Some cars are normal middle-class Renault Clios and Audis. But they share the road with an odd assortment of junky old pickups, cars without windows full of dirty children, and cobbled-together horse-drawn carts. We laughed about how in England people would ask Panda things like, "so, in Colombia, do you have cheese?" (or whatever other perfectly normal item). But then on my second night here I was awoken at 1am to the sound of smashing glass, shouting in the street, and the groans of a man apparently being bottled to death. Ok, perhaps the result of an over-active imagination fuelled by sleep-deprivation, jetlag, altitude-adjustment, and culture shock. But you know, the pavements aren't even normal. Each block has its own pavement, and poor blocks don't have a pavement at all. Huge smoke-belching buses attack you from all angles. People are either very rich and live in ugly apartment blocks surrounded by high fences and watchmen, or very poor and sleep in the central reservation. It is generally wise, when hailing a cab in the street, to first consider the apparent likelihood of being robbed by the driver. And people look at you all the time. And the girls are beautiful :).

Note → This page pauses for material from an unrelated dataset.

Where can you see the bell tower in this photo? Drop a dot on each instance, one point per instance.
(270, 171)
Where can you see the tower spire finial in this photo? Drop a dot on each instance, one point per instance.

Right now, I'm looking for an apartment. My in-laws have been very welcoming and have made me feel as at home as they can, but living in someone else's house has never been something I'm particularly good at. It's amazing the range of places available. Anything from £50 a month up to £2,000 a month. I suppose after Holland where the wealth gap is narrower even than England, the size of the wealth gap here is bound to come as a shock. The existence of a healthy middle-class comes as a surprise against a backdrop of so much poverty and suffering. The second-highest number of displaced people in the world, remember. After Sudan. And yet there I'll be, sipping lattes in the sun at the Parque 93, as if all were right with the world.

Come the revolution, I'll be the first against the wall, I'm sure. "But I was a sort of hippish liberal for a bit, between being a Tory twat teenager and integrating so well into the Colombian bourgeoisie! I bought organic pesto and knitted lentils! Spare me!", I'll blubber. But there'll be no remorse.


* No, you didn't miss an episode. I never did that. I'm just guessing.